Gazi Eğitim Enstitüsü’nün Almanca yeterlilik sınavını kazanan Sabahattin Ali, 1930 yılında Aydın’da Almanca öğretmenliği yapmaya başladı. Ancak, düşüncelerini açık açık paylaşmaktan asla çekinmezdi. Oysa, Cumhuriyet rejimi en kısık muhalif sesi bile bastırmak için müthiş bir çaba gösteriyordu. Bu yüzden, TKP’nin illegal yayın organı ‘Kızıl İstanbul’ dergisini öğrencilere dağıtmakla ve komünizm propagandası yapmakla suçlandı Sabahattin Ali. Beraat edene kadar üç ay Aydın Hapishanesi’nde kaldı. Bu, Cumhuriyet rejiminin ona ilk uyarısıydı. Oysa, Aydın Hapishanesi’nde dinlediği hikâyeler ‘Kuyucaklı Yusuf’un filizlenmesini sağladı. Sabahattin Ali, 1931 yılında yine Almanca öğretmeni olarak Konya’ya gönderildi. Konya’da tarihçi Cemal Kutay ‘Yeni Anadolu’ gazetesini çıkarıyordu. "Kuyucaklı Yusuf"un ilk tefrikası 1932 yılında bu gazetede çıktı. Cemal Kutay’dan parasını alamayan Sabahattin Ali yirmi altıncı sayıdan itibaren yazmayı bıraktı. Aynı sene, “Gazi Mustafa Kemal Paşa’ya hakaret” suçundan yargılandı. Şahitler arasında Cemal Kutay’ın yakını olan üç öğretmen vardı, gerekirse Cemal Kutay da şahitliğe hazırdı. Bir sene hapis cezasına çarptırılan Sabahattin Ali, apar topar Konya hapishanesine sevk edildi. 1933 yılının mayıs ayında Sinop hapishanesine nakledildi, Kasım ayında çıkan afla serbest bırakıldı. 1935 yılında Kadıköy Evlendirme Dairesi’nde Aliye Hanım ile evlendi. 1936 yılının sonuna doğru ‘Kuyucaklı Yusuf’u tamamladı. Roman, 9 Kasım 1936 ve 21 Ocak 1937 tarihleri arasında Tan gazetesinde ilk defa eksiksiz olarak yayımlandı. 1937 yılında Yeni Kitapçı Yayınevi tarafından roman olarak basılan kitap mahkeme kararıyla toplatıldı. Sabahattin Ali, bir hafta önce doğan kızı Filiz’i doya doya sevemeden 7 Ekim 1937’de “halkı aile hayatı ve askerlikten soğutmak” suçundan yine hâkim karşısında buldu kendini. Aralarında Reşat Nuri Güntekin’in de bulunduğu bilirkişilerin yazdığı raporlar lehineydi. Böylece hem Sabahattin Ali hem de ‘Kuyucaklı Yusuf’ beraat etmiş oldu.

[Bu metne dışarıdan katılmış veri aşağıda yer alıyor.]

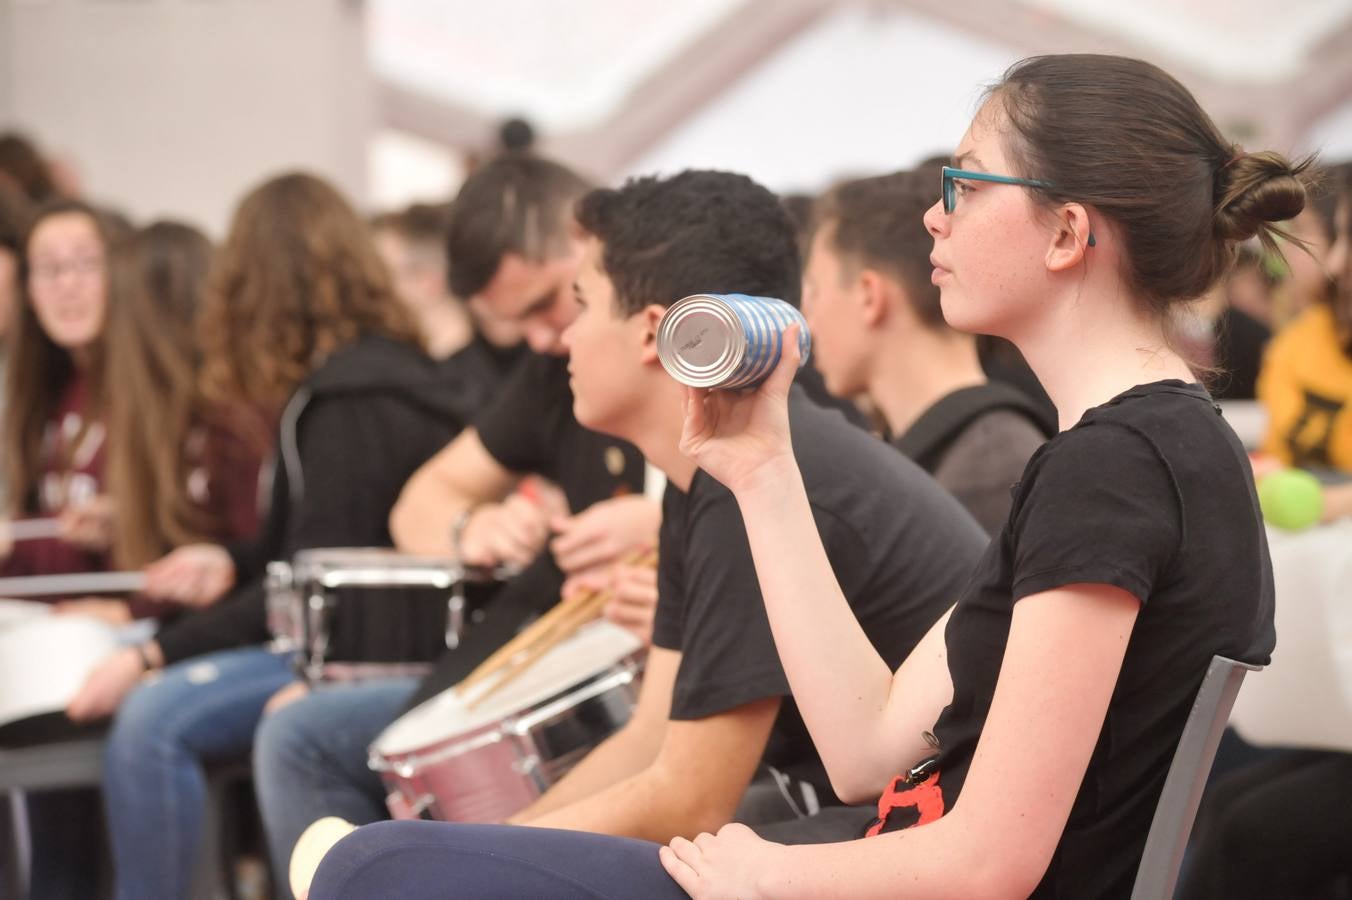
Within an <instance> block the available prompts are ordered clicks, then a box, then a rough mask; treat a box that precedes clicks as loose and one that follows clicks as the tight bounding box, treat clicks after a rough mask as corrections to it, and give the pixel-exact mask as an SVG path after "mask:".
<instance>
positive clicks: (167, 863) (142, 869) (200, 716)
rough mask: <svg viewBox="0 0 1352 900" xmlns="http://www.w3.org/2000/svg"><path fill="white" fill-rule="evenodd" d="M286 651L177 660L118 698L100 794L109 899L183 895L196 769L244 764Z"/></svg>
mask: <svg viewBox="0 0 1352 900" xmlns="http://www.w3.org/2000/svg"><path fill="white" fill-rule="evenodd" d="M295 677H296V674H295V672H293V670H292V668H291V655H289V654H274V653H272V651H269V650H266V649H264V647H245V649H241V650H226V651H222V653H212V654H208V655H204V657H196V658H193V659H185V661H183V662H178V664H176V665H172V666H169V668H168V669H165V670H164V672H162V673H161V674H160V677H157V678H154V680H153V681H147V682H146V684H143V685H141V686H139V688H137V689H135V691H132V692H131V695H128V696H127V699H126V701H123V704H122V708H120V709H119V711H118V718H116V720H115V722H114V726H112V732H111V734H110V735H108V749H107V754H105V758H104V774H103V791H104V803H105V804H107V814H108V832H110V835H111V838H112V858H114V864H115V868H116V885H118V892H116V895H118V897H119V900H139V899H142V897H145V899H146V900H165V899H166V897H187V896H188V895H189V891H191V888H189V885H191V882H192V869H193V862H195V858H196V851H197V843H199V841H200V835H201V830H203V816H204V812H206V797H207V776H206V765H207V764H212V762H227V761H243V759H247V758H249V747H250V745H251V743H253V732H254V728H256V727H257V726H258V719H260V716H261V715H262V705H264V703H266V700H268V697H270V696H272V695H273V693H276V692H277V691H279V689H280V688H283V686H284V685H287V684H288V682H291V681H293V680H295Z"/></svg>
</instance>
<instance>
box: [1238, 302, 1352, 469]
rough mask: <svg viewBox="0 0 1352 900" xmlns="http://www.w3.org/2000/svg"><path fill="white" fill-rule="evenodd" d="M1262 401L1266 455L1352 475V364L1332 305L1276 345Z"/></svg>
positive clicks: (1305, 464)
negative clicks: (1266, 417)
mask: <svg viewBox="0 0 1352 900" xmlns="http://www.w3.org/2000/svg"><path fill="white" fill-rule="evenodd" d="M1257 395H1259V400H1261V401H1263V405H1264V407H1265V408H1267V412H1268V432H1267V438H1265V439H1264V442H1263V450H1264V451H1265V453H1270V454H1272V455H1275V457H1276V458H1279V459H1282V462H1284V464H1287V465H1294V466H1309V468H1333V469H1340V470H1343V472H1352V358H1349V355H1348V354H1347V353H1345V351H1344V350H1343V347H1341V345H1340V342H1338V336H1337V327H1336V324H1334V319H1333V311H1332V309H1330V308H1329V307H1328V305H1326V304H1322V303H1321V304H1317V305H1314V307H1310V308H1309V309H1306V311H1305V312H1302V314H1301V315H1299V316H1297V318H1295V319H1294V320H1293V322H1291V323H1290V324H1288V326H1287V327H1286V328H1283V330H1282V331H1280V332H1279V334H1278V335H1276V336H1275V338H1274V339H1272V343H1271V345H1268V350H1267V355H1265V357H1264V359H1263V372H1261V374H1260V376H1259V385H1257Z"/></svg>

Bir Başkaldırı Romanı Olarak Kuyucaklı Yusuf
"1903 senesi sonbaharında ve yağmurlu bir gecede Aydın’ın Nazilli kazasına yakın Kuyucak köyünü eşkıyalar bastılar ve bir karı kocayı öldürdüler." diye başlar "Kuyucaklı Yusuf".
Cinayeti duyan Kaymakam Salâhattin Bey, doktorla birlikte öldürülen karı kocanın evine gider. Cesetlerin yanında bekleyen on yaşlarındaki Yusuf’u görür, ailesini kaybeden bu sert mizaçlı çocuğu evlat edinir. Yusuf, Salâhattin Bey ile birlikte Edremit’e taşınır. Burada kent hayatını gören Yusuf kimseye ısınamaz. Kaymakamın dört yaşındaki kızı Muazzez dışında sevdiği kimse yoktur. Aradan seneler geçer, Yusuf ve Muazzez büyür, birbirlerine âşık olurlar fakat bunu itiraf edecek cesaretleri yoktur. Fabrikatör Hilmi Bey’in serseri oğlu Şakir de Muazzez’e göz koyar. Yusuf’la tartışırlar ve Yusuf’tan bir yumruk yer. Yediği yumruğun acısını çıkarmak için yemin eder. Bu çatışma, romanın kırılma noktasıdır.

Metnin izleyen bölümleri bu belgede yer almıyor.